For example, the vehicle mortality rate is 1.44 per 100 million miles driven. That's down 17% from 2000 (so 25 years ago). However, the change from 1975 to 2000 was 53%. That's because as we get closer to 0, it gets harder and harder to improve those rates. On this metric at least, I don't think another 25 years will result in a noticeable amount of improvement?

In the other direction, some things will become scarcer (and therefore cost more). Real estate is the obvious one; we can't create more land, and we keep having more people. Easily accessible drinking water is another; desalination is getting cheaper, but it's still way more expensive than pumping aquifer water.

And some improvements are necessarily 1 time things. You can get tropical fruits year round, but that's been widely available since the 80-90's from what I can tell. So come 20 years from now, what will people be able to buy in a grocery store that I can't buy right now?

2 comments

The innovations aren't better versions of things we had in the past, they are more so unique new inventions. Plumbing is not electricity is not globalized food chains is not computers.

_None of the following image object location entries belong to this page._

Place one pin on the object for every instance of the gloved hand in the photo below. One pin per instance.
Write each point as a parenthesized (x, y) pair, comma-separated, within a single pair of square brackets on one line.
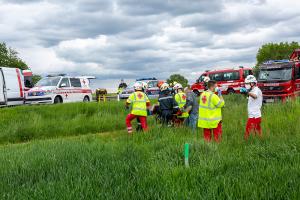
[(219, 92), (243, 90)]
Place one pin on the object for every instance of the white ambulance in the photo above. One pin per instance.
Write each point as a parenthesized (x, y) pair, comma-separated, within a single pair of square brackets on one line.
[(11, 87), (59, 89)]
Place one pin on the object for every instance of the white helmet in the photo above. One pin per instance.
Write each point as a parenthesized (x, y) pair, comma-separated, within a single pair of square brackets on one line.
[(145, 85), (250, 79), (177, 86), (164, 86), (138, 85), (206, 79)]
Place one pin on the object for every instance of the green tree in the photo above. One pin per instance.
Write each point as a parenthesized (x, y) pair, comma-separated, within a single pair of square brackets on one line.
[(9, 58), (179, 79)]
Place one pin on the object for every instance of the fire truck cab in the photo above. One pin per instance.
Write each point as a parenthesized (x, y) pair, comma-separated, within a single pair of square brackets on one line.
[(229, 80), (279, 80), (59, 89)]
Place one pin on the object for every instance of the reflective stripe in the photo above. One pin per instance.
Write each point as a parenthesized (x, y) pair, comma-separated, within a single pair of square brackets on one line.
[(209, 119), (209, 100), (168, 97), (138, 109), (139, 100), (207, 107), (219, 103), (208, 104)]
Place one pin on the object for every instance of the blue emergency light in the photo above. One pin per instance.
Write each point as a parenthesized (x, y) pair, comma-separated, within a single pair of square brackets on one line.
[(269, 62)]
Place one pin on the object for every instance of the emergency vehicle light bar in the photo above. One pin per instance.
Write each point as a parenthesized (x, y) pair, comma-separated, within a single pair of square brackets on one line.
[(54, 75), (145, 79), (269, 62)]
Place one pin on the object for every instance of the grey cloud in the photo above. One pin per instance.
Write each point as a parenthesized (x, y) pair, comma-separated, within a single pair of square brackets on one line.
[(174, 7), (139, 41)]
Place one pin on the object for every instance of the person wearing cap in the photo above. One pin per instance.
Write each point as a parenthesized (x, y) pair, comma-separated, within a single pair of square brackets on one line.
[(254, 106), (210, 112), (122, 86), (167, 105), (180, 98), (192, 107), (140, 105)]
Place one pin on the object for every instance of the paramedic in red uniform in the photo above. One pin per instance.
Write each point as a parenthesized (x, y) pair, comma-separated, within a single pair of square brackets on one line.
[(254, 107)]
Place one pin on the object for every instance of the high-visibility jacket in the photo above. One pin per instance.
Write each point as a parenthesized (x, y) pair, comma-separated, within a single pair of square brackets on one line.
[(138, 101), (181, 101), (210, 113)]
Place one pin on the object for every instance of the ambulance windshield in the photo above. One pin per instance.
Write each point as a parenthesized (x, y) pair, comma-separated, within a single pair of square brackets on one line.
[(49, 81), (276, 74)]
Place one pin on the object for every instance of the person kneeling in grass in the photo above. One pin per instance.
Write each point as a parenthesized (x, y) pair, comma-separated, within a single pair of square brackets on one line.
[(254, 106), (139, 105)]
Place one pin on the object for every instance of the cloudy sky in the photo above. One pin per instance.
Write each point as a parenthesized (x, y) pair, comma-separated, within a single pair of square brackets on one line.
[(115, 39)]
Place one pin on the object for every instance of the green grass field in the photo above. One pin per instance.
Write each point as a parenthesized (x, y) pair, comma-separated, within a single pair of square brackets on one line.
[(82, 151)]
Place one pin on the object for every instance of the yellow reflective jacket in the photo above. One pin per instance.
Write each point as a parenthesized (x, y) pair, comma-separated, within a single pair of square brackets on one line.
[(180, 98), (138, 101), (210, 113)]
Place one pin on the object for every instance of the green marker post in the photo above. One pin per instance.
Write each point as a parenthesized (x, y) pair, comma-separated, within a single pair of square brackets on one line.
[(186, 154)]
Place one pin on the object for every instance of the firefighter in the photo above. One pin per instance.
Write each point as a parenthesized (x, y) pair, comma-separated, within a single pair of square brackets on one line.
[(210, 114), (205, 81), (139, 125), (139, 104), (122, 86), (167, 105), (180, 98), (192, 107), (254, 106)]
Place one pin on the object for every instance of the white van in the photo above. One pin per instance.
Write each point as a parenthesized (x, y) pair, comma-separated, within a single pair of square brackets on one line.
[(11, 87), (59, 89)]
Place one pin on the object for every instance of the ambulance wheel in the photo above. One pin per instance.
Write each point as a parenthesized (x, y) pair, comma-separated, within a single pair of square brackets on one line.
[(57, 100), (230, 91), (86, 99)]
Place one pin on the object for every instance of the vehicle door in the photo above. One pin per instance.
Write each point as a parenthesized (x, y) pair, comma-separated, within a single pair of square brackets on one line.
[(14, 85), (2, 89), (65, 90), (297, 80), (77, 89)]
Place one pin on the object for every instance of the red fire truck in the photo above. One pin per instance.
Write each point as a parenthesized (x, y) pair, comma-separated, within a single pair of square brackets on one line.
[(229, 80), (279, 80)]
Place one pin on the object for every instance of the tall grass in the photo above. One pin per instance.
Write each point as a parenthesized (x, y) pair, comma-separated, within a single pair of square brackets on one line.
[(150, 166), (24, 123)]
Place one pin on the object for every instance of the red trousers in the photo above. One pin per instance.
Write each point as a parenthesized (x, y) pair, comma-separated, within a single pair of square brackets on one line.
[(216, 131), (253, 126), (131, 117)]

Also we don't need to make more land to have more people. We can make more habitable living space within the same amount of land area, especially in countries like canada and the USA where we dumped a bunch of low-density housing absolutely everywhere, we just choose not to do that.

>The innovations aren't better versions of things we had in the past, they are more so unique new inventions. Plumbing is not electricity is not globalized food chains is not computers.

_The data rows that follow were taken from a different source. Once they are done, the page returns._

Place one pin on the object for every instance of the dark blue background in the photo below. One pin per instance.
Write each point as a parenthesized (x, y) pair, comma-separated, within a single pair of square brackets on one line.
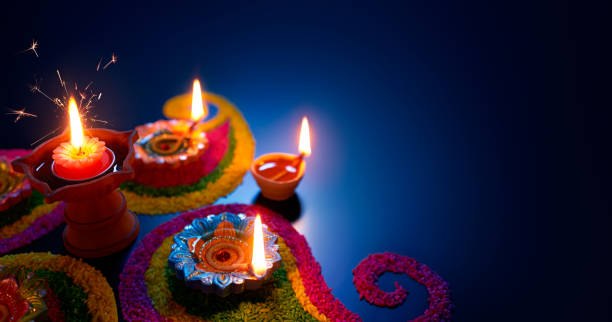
[(465, 135)]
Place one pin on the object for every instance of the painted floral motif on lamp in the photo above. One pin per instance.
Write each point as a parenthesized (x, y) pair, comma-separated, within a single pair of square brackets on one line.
[(213, 254)]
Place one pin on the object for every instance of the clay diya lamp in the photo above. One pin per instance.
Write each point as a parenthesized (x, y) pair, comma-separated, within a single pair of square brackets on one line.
[(224, 254), (85, 173), (171, 147), (278, 174)]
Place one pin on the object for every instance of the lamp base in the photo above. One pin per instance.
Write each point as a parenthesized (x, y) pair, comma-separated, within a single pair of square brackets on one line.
[(99, 227)]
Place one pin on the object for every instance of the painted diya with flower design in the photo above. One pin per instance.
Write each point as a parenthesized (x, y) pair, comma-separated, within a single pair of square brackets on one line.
[(46, 287), (182, 164), (24, 214), (214, 254)]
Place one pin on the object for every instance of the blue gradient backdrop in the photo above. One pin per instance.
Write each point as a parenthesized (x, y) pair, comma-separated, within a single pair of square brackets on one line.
[(456, 133)]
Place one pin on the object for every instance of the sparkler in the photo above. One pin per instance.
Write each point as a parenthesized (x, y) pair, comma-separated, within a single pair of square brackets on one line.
[(20, 113), (112, 61), (32, 48), (86, 95)]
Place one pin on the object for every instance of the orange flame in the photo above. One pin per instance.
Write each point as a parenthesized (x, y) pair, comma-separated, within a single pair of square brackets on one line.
[(76, 128), (258, 261), (304, 146), (197, 107)]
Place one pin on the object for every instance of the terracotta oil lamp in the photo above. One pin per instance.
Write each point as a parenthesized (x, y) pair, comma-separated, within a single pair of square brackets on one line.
[(84, 169)]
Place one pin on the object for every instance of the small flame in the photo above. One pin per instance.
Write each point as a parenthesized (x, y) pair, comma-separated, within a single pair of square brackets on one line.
[(197, 107), (76, 128), (258, 261), (304, 146)]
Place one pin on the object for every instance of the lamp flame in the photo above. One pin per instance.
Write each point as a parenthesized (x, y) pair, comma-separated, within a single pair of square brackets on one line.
[(258, 261), (304, 146), (197, 107), (76, 128)]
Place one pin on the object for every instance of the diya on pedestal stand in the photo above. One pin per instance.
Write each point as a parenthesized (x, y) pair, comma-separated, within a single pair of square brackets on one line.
[(86, 175)]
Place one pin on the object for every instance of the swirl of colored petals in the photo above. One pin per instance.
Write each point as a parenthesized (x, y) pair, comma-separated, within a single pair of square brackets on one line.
[(69, 156), (34, 223), (230, 162), (136, 305), (100, 299), (12, 305), (366, 274)]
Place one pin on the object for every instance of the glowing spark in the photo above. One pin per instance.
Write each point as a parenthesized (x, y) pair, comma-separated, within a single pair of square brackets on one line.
[(32, 48), (20, 113), (112, 61), (46, 136), (98, 120), (36, 89)]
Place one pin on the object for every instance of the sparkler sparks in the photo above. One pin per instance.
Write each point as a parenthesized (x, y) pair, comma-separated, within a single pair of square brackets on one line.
[(20, 113), (112, 61), (32, 48), (88, 95)]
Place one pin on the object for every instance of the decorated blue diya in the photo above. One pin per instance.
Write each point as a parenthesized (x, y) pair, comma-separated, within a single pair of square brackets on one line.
[(216, 254)]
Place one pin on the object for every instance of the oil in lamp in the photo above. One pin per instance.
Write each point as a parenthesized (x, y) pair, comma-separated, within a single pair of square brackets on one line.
[(169, 144), (84, 169), (225, 253), (278, 174)]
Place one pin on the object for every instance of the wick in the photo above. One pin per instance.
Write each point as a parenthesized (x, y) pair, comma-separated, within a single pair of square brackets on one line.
[(191, 129), (296, 164)]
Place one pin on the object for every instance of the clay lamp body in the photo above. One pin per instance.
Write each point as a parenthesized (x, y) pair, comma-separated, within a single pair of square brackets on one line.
[(224, 254), (98, 222), (169, 144), (278, 174)]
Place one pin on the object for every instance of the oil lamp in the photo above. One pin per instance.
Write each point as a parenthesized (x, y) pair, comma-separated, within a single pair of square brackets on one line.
[(83, 157), (168, 144), (84, 169), (225, 253), (278, 174)]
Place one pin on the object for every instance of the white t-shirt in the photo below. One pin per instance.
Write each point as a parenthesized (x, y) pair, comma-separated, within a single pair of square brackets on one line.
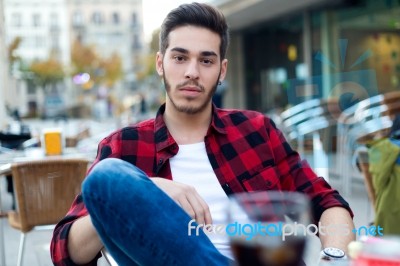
[(192, 167)]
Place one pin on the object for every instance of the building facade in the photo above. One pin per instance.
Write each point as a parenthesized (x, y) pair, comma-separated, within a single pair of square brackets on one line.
[(48, 28), (285, 52)]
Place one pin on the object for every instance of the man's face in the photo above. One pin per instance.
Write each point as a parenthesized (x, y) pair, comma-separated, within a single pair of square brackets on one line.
[(191, 68)]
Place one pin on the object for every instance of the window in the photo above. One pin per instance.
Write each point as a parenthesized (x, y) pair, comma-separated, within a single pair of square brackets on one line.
[(134, 19), (97, 18), (77, 19), (36, 20), (115, 18), (53, 20), (16, 20), (136, 42)]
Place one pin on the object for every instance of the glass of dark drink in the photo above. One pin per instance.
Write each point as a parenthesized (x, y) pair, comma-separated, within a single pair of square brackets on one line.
[(268, 228)]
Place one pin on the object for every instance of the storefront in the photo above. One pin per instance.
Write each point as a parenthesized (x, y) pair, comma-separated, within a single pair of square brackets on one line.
[(349, 50)]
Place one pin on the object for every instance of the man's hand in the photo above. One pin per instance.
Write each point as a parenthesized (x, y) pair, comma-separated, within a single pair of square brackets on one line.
[(186, 197)]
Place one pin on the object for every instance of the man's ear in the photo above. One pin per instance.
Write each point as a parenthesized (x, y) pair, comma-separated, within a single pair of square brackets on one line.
[(159, 67), (224, 68)]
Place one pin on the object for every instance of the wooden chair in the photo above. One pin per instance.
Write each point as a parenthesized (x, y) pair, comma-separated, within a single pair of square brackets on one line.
[(44, 191)]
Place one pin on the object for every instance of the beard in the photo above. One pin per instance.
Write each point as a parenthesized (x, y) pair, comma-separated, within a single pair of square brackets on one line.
[(188, 108)]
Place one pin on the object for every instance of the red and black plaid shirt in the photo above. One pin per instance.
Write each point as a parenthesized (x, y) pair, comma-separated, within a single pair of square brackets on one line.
[(245, 149)]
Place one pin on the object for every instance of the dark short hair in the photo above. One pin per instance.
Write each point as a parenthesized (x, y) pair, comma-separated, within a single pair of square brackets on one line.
[(197, 14)]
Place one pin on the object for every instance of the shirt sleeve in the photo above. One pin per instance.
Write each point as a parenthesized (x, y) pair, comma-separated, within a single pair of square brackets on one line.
[(59, 243), (297, 175)]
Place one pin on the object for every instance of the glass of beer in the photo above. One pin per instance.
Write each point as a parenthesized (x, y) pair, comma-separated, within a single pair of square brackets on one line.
[(268, 228)]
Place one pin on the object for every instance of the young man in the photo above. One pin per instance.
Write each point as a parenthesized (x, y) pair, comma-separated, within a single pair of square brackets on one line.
[(151, 179)]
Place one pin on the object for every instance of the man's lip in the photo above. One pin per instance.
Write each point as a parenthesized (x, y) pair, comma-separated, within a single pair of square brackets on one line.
[(190, 89)]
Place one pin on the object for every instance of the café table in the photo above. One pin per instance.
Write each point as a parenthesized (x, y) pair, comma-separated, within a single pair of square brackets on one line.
[(9, 157)]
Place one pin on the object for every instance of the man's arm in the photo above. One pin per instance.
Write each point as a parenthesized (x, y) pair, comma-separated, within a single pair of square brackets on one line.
[(332, 218), (83, 241)]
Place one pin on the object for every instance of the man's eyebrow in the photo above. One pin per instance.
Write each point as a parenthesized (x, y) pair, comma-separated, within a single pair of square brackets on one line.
[(208, 53), (185, 51), (180, 50)]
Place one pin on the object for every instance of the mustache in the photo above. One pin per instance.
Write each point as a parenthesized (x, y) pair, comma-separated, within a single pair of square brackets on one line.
[(190, 83)]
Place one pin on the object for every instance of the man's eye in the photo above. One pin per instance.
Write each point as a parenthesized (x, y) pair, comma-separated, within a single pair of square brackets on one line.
[(179, 58), (207, 61)]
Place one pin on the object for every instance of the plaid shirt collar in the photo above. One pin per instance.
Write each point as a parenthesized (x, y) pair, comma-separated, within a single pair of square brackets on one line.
[(163, 138)]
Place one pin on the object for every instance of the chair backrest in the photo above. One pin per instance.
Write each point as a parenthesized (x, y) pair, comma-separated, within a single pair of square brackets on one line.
[(45, 189)]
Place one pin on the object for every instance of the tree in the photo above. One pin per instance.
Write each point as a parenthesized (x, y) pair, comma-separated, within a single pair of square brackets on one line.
[(112, 68), (102, 71), (84, 58), (47, 73), (12, 57), (148, 60)]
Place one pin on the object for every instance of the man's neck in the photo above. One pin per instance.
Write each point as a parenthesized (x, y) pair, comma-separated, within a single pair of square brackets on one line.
[(187, 128)]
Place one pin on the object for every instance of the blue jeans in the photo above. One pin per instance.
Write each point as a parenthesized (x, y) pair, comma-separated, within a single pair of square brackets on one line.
[(138, 223)]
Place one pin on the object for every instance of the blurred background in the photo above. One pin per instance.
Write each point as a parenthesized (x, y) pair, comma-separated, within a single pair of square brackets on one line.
[(88, 67), (95, 58)]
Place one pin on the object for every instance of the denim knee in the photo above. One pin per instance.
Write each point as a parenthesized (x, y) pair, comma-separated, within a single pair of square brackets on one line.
[(110, 171)]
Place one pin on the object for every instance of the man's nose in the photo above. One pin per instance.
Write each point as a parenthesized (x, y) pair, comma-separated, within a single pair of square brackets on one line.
[(192, 71)]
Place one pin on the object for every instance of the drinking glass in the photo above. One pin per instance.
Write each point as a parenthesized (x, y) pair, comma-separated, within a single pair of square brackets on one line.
[(268, 228)]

This is only sort of true. Plumbing is an improved version of a well pump, which is functionally (if not technically) an improvement over walking down to the river for a pot of water. Globalized food chains are mostly improvements on the supply chain we had (boats got faster, so things can travel from farther away places more quickly, refrigeration got added to existing modes of travel, etc.).

>Also we don't need to make more land to have more people. We can make more habitable living space within the same amount of land area, especially in countries like canada and the USA where we dumped a bunch of low-density housing absolutely everywhere, we just choose not to do that.

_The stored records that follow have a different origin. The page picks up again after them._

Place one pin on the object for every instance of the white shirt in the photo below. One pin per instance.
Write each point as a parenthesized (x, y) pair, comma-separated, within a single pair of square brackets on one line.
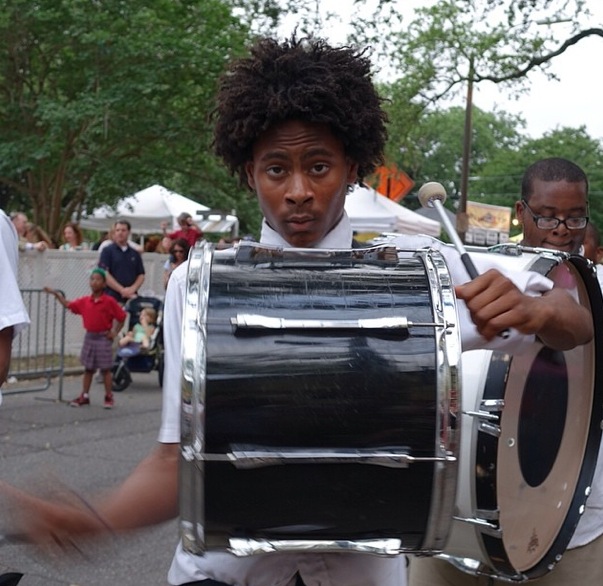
[(316, 569), (12, 310)]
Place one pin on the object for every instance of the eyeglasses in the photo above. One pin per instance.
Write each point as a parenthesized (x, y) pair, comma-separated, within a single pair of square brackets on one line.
[(550, 223)]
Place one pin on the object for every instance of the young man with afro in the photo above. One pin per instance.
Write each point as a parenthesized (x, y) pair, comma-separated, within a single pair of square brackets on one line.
[(300, 122)]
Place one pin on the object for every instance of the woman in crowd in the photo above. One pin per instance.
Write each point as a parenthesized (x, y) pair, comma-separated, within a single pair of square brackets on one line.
[(73, 238), (178, 254)]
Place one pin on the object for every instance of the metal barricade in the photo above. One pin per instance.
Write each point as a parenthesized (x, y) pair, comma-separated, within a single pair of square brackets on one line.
[(38, 352)]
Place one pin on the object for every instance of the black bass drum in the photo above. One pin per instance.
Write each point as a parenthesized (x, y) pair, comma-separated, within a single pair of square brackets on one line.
[(319, 400), (530, 435)]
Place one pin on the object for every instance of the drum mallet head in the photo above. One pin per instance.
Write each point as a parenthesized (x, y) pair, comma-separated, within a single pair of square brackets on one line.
[(432, 195)]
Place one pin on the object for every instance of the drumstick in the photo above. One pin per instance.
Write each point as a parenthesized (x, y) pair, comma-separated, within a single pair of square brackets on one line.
[(432, 195)]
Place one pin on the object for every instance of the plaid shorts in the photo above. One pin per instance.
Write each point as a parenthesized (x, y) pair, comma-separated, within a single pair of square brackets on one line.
[(97, 351)]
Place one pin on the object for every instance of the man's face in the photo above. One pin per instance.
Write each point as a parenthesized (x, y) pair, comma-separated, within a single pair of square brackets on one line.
[(97, 283), (20, 223), (120, 234), (554, 199), (300, 174)]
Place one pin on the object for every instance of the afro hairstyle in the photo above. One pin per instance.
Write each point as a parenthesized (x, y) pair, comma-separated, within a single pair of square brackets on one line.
[(306, 80)]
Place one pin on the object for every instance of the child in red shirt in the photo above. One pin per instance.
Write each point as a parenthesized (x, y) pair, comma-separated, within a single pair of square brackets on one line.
[(100, 312)]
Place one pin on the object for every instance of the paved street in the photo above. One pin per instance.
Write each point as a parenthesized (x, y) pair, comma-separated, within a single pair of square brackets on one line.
[(90, 449)]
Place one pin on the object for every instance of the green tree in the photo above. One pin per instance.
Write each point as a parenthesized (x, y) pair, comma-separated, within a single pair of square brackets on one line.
[(101, 99), (433, 150)]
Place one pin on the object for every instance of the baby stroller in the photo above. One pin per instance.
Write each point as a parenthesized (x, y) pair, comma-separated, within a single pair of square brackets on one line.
[(147, 359)]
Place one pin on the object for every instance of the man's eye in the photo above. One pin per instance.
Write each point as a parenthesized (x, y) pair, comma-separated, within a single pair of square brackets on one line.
[(274, 170)]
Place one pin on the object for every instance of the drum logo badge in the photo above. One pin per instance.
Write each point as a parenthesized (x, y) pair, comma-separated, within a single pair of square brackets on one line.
[(533, 544)]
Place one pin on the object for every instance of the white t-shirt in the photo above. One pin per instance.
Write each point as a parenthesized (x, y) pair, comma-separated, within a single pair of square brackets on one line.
[(12, 310), (316, 569)]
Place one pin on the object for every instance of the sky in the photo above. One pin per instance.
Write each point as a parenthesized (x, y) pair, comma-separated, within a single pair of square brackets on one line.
[(574, 100)]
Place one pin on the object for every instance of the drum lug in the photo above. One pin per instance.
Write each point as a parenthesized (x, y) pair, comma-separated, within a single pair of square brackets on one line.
[(492, 405), (483, 525), (487, 422), (489, 428), (488, 514)]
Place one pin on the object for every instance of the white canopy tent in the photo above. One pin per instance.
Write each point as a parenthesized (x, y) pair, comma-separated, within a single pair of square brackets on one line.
[(369, 211), (147, 209)]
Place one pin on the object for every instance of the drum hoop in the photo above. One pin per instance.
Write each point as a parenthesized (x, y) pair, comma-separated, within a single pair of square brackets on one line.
[(448, 357), (194, 364)]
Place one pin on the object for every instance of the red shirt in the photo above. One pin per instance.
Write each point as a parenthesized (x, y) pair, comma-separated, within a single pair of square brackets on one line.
[(97, 313)]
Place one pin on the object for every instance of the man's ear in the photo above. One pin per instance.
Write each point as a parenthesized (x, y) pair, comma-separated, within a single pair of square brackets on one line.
[(519, 212), (249, 173), (352, 172)]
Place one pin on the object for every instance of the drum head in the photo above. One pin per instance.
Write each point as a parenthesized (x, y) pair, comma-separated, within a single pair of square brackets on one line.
[(545, 429)]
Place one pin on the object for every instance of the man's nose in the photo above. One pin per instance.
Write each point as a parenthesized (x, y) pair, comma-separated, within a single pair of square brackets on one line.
[(299, 190)]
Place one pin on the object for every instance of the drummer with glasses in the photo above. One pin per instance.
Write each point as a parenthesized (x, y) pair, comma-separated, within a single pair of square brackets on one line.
[(554, 212)]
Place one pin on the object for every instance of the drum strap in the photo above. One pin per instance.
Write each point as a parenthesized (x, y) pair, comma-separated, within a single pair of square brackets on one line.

I didn't mean to imply that we can't increase housing density. But I think it's clear that having 2.3x more people than 1950 means that all else being equal, people will need to settle for less land. There's just more demand per square mile.

It's hard to anticipate. If you'd asked me 20 years ago "maybe they'll invent a better apple" would not have crossed my mind, but Cosmic Crisp came out in 2019, and now I routinely eat apples which look and taste better than anything I previously imagined. My parents tell me they had the same experience with meal prep kits and Thai food.
True, but "a better apple" is unequivocally less impactful than "you no longer have to walk to the river any time you want to drink a glass of water."

I think it's easier to see if you think in 20 year increments. The difference between 1920 and 1940 is way larger than the difference between 2000 and 2020, and I don't think it's particularly close. Going from "antibiotics haven't been discovered" to "antibiotics become widely manufactured" in 1945 is a huge difference, just as one example.